Rate: One-Month LIBOR + 5.50%
Term: Two years plus two one-year extension options
Loan to Value: 80% (121% of Purchase Price / New Basis is 140% of Purchase Price)
Amortization: Interest only during the loan term
Lender Fee: 1.00%
Prepayment: 1% for first 12 months; Open thereafter. Waived if lender does take-out.
April 17, 2019
GSP secured $6,350,000 in proceeds for the refinance of two properties comprising 28 units in Los Angeles. Since acquisition, the Borrowers made significant upgrades to the Property, including renovating 12 units at a cost of nearly $30,000 per unit. These units were re-leased at market rate, resulting in a considerable increase in income. The selected Lender was able to give the Borrower maximum credit for the higher income without using a loan-to-cost constraint. Additionally, two of the renovated units were leased just a week before close. The Lender was able to use the additional income based on the signed leases, without requiring any seasoning. Fixed at 4.4% for 7 years, the loan provides three years of interest only payments before rolling into a 30 year amortization schedule. Proceeds were maximized by using a 1.15x Debt Coverage Ratio on the actual mortgage constant.

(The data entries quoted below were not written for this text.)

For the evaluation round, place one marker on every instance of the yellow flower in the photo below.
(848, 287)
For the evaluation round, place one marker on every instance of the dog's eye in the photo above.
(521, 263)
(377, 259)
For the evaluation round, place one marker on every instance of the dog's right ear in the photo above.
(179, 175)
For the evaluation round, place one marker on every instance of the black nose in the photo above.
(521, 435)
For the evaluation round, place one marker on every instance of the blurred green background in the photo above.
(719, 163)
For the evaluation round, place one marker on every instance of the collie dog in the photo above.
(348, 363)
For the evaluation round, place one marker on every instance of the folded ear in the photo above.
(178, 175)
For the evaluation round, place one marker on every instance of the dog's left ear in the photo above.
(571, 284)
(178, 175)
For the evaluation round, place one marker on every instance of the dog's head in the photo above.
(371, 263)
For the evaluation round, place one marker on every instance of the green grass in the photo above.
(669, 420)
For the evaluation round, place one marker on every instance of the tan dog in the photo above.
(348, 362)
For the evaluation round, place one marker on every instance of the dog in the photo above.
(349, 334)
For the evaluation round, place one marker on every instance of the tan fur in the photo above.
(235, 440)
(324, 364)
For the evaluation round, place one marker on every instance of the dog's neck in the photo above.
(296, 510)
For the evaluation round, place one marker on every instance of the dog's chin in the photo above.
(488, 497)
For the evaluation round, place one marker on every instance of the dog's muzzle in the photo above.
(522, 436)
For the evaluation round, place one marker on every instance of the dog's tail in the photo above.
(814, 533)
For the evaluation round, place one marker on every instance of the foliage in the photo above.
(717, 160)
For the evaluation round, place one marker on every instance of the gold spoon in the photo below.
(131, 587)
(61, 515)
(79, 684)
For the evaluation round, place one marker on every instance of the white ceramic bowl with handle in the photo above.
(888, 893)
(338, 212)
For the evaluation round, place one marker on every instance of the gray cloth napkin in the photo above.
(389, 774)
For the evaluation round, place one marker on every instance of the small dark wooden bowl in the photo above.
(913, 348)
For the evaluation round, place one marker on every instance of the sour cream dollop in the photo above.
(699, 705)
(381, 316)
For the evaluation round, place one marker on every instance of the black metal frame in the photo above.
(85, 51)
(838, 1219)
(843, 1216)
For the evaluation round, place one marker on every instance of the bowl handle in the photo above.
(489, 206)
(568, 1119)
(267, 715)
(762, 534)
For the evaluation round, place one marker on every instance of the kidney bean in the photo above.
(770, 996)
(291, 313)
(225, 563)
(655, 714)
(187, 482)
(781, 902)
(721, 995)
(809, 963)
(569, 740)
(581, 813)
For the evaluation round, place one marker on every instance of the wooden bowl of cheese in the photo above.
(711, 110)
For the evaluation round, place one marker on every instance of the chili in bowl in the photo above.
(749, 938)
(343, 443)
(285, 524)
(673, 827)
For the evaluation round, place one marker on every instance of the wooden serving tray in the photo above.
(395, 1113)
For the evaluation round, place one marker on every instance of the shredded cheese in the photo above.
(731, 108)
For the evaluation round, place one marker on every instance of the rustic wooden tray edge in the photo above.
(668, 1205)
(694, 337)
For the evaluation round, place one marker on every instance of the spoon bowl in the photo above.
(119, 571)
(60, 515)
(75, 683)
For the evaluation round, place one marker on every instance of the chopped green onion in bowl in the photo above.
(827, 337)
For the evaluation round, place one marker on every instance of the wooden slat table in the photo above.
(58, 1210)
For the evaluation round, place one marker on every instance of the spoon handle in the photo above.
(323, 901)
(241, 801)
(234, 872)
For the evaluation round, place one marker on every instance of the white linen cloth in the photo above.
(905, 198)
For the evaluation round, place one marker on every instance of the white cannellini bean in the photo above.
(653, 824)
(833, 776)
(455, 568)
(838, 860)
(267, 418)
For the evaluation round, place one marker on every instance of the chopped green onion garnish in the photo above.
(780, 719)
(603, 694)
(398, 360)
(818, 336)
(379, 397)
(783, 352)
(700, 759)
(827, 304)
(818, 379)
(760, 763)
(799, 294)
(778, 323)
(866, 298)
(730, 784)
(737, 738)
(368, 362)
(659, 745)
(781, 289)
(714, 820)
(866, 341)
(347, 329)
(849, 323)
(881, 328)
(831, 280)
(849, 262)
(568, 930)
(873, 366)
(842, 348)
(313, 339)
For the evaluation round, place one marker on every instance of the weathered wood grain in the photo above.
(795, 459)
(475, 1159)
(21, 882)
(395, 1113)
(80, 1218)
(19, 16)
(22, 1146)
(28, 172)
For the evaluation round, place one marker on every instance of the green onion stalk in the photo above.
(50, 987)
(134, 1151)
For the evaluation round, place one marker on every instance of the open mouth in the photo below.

Rate: 4.4% fixed for 7 years, then floating at 6M LIBOR + 2.25%
Term: 30 years
Amortization: 3 years Interest Only followed by 30 year amortization
Prepayment Penalty: 3,2,1,0
$3,120,000 for Purchase of 30,000 SF Office Property in the San Fernando Valley; Non-Recourse Financing at 60% LTV
April 10, 2019
George Smith Partners secured $3,120,000 in proceeds for the purchase of a 30,000 SF office building located in the San Fernando Valley. The Lender provided a Non-Recourse loan that was 60% of the purchase price at a rate of 4.85% fixed for five years.
A number of challenges were encountered while discussing the transaction with lenders. The tenants at the Property consisted of small businesses renting 1,000-2,000 SF suites, many of whom are under month to month (MTM) leases. This caused some concern about the stability of cash flow. The Seller’s historical P&Ls included many corporate and non-recurring expenses. Based on these P&Ls, several lenders quoted proceeds of just 50% of the purchase price. An environmental screen mandated a Phase II subsurface investigation.

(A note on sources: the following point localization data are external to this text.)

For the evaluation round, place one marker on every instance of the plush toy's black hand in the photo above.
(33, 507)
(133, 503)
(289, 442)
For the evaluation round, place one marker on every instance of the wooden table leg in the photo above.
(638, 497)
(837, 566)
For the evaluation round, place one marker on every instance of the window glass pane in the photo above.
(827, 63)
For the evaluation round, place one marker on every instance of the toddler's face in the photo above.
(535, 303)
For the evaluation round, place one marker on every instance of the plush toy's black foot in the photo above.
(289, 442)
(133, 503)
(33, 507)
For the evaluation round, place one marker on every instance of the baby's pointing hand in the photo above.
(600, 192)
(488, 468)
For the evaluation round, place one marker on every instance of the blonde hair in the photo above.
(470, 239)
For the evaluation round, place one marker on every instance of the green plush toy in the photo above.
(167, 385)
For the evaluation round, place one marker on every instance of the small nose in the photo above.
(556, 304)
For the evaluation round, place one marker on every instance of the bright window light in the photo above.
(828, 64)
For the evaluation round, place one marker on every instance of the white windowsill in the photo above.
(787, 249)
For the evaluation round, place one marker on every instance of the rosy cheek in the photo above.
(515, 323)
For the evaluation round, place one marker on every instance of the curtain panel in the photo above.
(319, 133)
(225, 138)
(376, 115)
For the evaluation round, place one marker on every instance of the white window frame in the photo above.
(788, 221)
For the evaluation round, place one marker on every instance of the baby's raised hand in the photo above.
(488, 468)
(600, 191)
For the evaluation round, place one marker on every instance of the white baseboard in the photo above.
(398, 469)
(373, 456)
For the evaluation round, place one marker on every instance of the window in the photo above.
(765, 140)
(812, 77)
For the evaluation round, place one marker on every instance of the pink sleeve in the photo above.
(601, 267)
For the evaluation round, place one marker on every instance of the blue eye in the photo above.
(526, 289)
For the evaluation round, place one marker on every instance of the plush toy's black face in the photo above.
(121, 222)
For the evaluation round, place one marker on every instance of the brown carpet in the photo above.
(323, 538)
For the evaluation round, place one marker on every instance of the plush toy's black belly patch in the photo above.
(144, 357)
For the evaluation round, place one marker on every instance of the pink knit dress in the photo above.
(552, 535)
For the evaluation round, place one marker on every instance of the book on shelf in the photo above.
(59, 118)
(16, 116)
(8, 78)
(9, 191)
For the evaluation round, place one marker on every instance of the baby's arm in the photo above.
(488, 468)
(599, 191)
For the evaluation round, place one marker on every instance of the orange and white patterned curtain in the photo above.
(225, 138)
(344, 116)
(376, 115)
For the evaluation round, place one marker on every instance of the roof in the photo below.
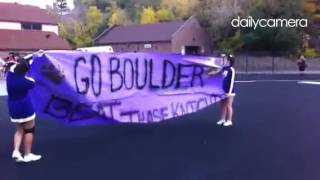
(31, 40)
(140, 33)
(13, 12)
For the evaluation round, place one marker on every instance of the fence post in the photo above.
(272, 63)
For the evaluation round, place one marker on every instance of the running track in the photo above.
(276, 136)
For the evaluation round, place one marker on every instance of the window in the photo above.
(31, 26)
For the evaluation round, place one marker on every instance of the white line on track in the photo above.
(275, 80)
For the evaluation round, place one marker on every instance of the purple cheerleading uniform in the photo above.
(19, 103)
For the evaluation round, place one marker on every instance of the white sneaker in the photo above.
(31, 157)
(221, 122)
(227, 123)
(16, 155)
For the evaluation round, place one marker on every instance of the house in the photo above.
(25, 29)
(186, 37)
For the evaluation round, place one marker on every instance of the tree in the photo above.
(180, 8)
(148, 16)
(118, 17)
(61, 6)
(232, 44)
(80, 33)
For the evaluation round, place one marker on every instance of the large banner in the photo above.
(83, 88)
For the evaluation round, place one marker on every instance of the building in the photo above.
(186, 37)
(26, 29)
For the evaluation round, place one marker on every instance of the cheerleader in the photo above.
(228, 86)
(21, 110)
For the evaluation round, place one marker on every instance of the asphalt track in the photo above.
(276, 136)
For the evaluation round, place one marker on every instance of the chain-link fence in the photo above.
(273, 64)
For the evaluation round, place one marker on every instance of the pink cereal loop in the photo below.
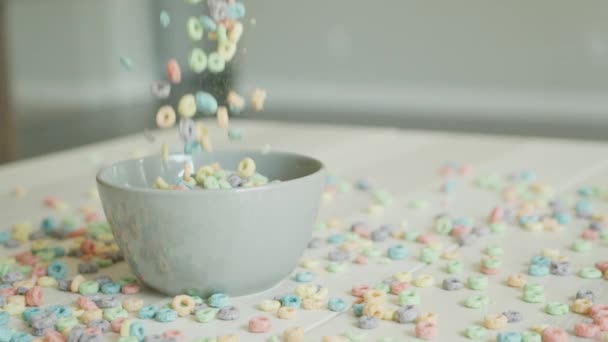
(53, 336)
(130, 289)
(116, 324)
(173, 71)
(359, 291)
(590, 235)
(426, 330)
(33, 296)
(177, 335)
(586, 330)
(553, 334)
(86, 303)
(260, 324)
(602, 266)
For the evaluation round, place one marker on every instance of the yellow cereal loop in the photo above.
(246, 168)
(19, 300)
(424, 280)
(404, 277)
(47, 281)
(373, 309)
(582, 305)
(495, 322)
(374, 296)
(79, 279)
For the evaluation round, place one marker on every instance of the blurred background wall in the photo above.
(513, 67)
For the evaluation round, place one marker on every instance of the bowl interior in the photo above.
(141, 173)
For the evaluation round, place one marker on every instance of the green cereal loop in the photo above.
(477, 282)
(533, 297)
(495, 251)
(590, 272)
(337, 267)
(492, 263)
(411, 235)
(409, 297)
(530, 336)
(443, 226)
(372, 252)
(477, 301)
(46, 255)
(113, 313)
(384, 287)
(206, 315)
(88, 287)
(66, 323)
(534, 287)
(428, 255)
(476, 332)
(557, 309)
(580, 245)
(356, 336)
(498, 228)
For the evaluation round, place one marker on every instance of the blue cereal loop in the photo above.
(291, 301)
(147, 312)
(508, 337)
(57, 270)
(166, 315)
(305, 277)
(110, 288)
(60, 311)
(137, 330)
(218, 300)
(336, 304)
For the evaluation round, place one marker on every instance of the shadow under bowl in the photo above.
(238, 241)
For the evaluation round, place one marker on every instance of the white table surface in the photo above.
(406, 164)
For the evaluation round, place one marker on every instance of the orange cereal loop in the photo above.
(165, 117)
(174, 72)
(183, 305)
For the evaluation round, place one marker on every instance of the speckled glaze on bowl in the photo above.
(238, 241)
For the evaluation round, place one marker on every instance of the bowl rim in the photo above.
(101, 181)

GSP demonstrated that although some tenants were under MTM leases, they were long term occupants that had only converted to MTM when their lease expired. Overall, historical occupancy was very high because tenants like the unique features of the building. Additionally, our team demonstrated the Sponsor’s successful track record bringing operating expenses in line with typical office properties. As a result, the selected lender was able to underwrite to a normalized expense ratio. The Phase II report indicated that no remediation is required. The loan closed in about 60 days.

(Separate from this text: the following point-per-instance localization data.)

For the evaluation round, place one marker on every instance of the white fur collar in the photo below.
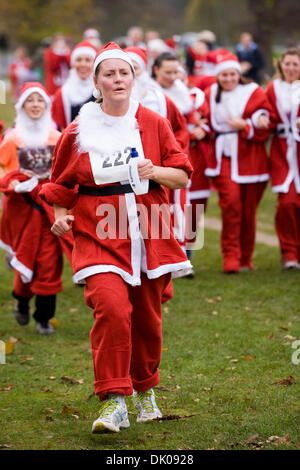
(101, 133)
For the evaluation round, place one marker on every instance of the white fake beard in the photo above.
(78, 90)
(179, 93)
(33, 132)
(141, 83)
(101, 133)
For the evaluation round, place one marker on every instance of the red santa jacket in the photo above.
(285, 146)
(200, 184)
(23, 217)
(249, 161)
(120, 254)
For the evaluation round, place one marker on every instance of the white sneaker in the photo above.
(146, 406)
(186, 272)
(113, 415)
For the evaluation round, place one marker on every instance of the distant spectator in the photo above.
(135, 37)
(93, 36)
(19, 70)
(199, 58)
(250, 57)
(56, 64)
(149, 35)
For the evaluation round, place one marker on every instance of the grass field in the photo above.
(227, 376)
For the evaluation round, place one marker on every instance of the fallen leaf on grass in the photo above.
(68, 411)
(13, 340)
(49, 410)
(276, 440)
(252, 439)
(249, 358)
(67, 379)
(7, 389)
(174, 417)
(9, 347)
(289, 381)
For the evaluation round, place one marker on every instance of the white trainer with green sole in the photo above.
(146, 406)
(113, 416)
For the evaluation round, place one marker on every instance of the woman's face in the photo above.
(229, 79)
(291, 68)
(84, 66)
(115, 81)
(137, 69)
(167, 73)
(35, 106)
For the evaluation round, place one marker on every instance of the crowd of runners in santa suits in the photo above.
(192, 137)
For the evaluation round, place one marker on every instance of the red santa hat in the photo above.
(27, 89)
(227, 61)
(138, 55)
(112, 51)
(83, 48)
(91, 33)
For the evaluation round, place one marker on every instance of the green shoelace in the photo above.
(144, 398)
(108, 407)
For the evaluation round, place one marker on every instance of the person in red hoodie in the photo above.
(284, 98)
(237, 162)
(25, 166)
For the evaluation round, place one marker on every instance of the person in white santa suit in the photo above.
(25, 166)
(78, 88)
(97, 175)
(238, 162)
(284, 98)
(165, 79)
(149, 95)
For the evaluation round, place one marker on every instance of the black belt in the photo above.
(111, 190)
(216, 134)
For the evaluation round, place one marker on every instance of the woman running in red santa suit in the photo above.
(238, 160)
(25, 164)
(284, 97)
(125, 276)
(78, 88)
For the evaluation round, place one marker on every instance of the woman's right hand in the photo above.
(62, 225)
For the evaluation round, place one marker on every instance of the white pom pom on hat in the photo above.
(111, 50)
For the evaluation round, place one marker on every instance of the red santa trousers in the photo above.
(238, 203)
(126, 337)
(287, 221)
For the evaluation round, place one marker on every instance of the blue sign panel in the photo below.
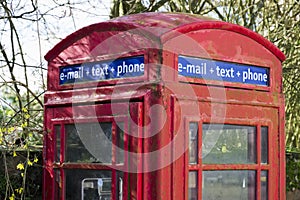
(222, 71)
(102, 71)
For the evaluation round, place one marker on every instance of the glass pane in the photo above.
(228, 144)
(264, 185)
(90, 142)
(58, 134)
(88, 184)
(193, 143)
(264, 144)
(58, 184)
(120, 144)
(228, 185)
(193, 185)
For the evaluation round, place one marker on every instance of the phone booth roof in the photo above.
(169, 24)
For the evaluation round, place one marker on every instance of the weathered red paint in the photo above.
(245, 105)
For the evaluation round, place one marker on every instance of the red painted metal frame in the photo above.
(246, 104)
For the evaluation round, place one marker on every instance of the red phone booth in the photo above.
(164, 106)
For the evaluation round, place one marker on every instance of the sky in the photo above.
(37, 38)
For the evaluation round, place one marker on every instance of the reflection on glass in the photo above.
(264, 144)
(193, 185)
(228, 185)
(58, 184)
(57, 133)
(193, 143)
(228, 144)
(120, 144)
(264, 185)
(90, 142)
(88, 184)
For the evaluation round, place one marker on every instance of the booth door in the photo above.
(232, 156)
(90, 152)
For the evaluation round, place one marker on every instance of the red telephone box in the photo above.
(164, 106)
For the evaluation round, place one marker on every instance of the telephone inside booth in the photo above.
(164, 106)
(98, 189)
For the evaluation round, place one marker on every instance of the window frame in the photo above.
(258, 167)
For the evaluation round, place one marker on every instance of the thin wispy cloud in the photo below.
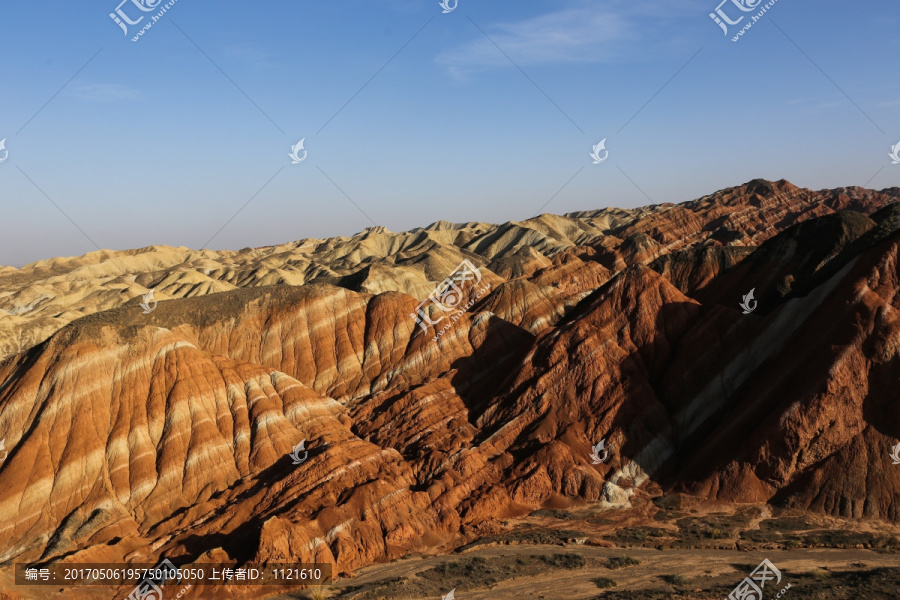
(105, 92)
(577, 33)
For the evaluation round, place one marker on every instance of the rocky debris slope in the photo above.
(133, 436)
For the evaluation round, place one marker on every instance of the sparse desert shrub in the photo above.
(620, 562)
(604, 582)
(565, 561)
(676, 579)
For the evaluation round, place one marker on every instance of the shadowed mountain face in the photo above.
(136, 435)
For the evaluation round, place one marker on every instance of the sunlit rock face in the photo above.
(133, 435)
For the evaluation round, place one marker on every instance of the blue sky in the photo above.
(164, 140)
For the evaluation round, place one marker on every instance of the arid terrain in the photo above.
(454, 450)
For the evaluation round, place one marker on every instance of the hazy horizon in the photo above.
(410, 116)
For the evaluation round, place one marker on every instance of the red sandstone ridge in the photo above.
(136, 436)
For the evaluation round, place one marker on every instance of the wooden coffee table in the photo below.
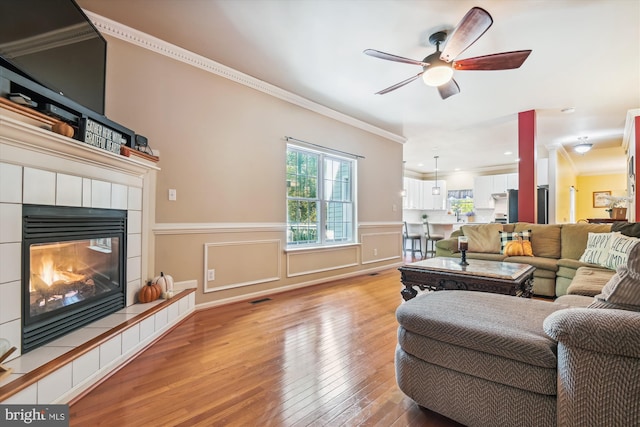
(443, 273)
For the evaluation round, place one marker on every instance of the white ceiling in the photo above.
(586, 55)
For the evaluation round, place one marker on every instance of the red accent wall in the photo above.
(635, 166)
(527, 167)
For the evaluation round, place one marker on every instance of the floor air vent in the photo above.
(258, 301)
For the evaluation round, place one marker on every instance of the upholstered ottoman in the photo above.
(458, 357)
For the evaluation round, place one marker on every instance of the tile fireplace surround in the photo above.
(38, 166)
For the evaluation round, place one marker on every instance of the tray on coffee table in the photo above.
(441, 273)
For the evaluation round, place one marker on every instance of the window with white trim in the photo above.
(320, 198)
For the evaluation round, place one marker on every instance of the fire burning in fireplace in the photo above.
(65, 273)
(73, 269)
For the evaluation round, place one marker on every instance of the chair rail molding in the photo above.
(146, 41)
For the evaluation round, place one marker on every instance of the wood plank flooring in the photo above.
(318, 356)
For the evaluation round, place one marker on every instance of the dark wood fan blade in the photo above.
(396, 58)
(473, 25)
(398, 85)
(497, 61)
(449, 89)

75% Leverage, 4.95% Coupon Non-Recourse Permanent Financing for a Neighborhood Retail Center in a Tertiary Southwest Market
April 10, 2019
George Smith Partners successfully placed $15,000,000 of non-recourse, ten-year fixed rate first mortgage debt for the acquisition of an approximately 90,000 square foot, 1980’s vintage, 99% leased multi-tenant retail property. The anchor, a privately-owned regional grocer, occupies almost 50% of the collateral’s total square footage and has a lease expiration approximately concurrent with loan maturity. GSP sourced a lender able to achieve 75% leverage non-recourse financing plus one year of Interest Only payments despite the tertiary location and lack of access to the grocer financials. The loan was sized to the greater of an 8.65% debt yield or 1.30x debt service coverage ratio on the 4.95% fixed rate coupon.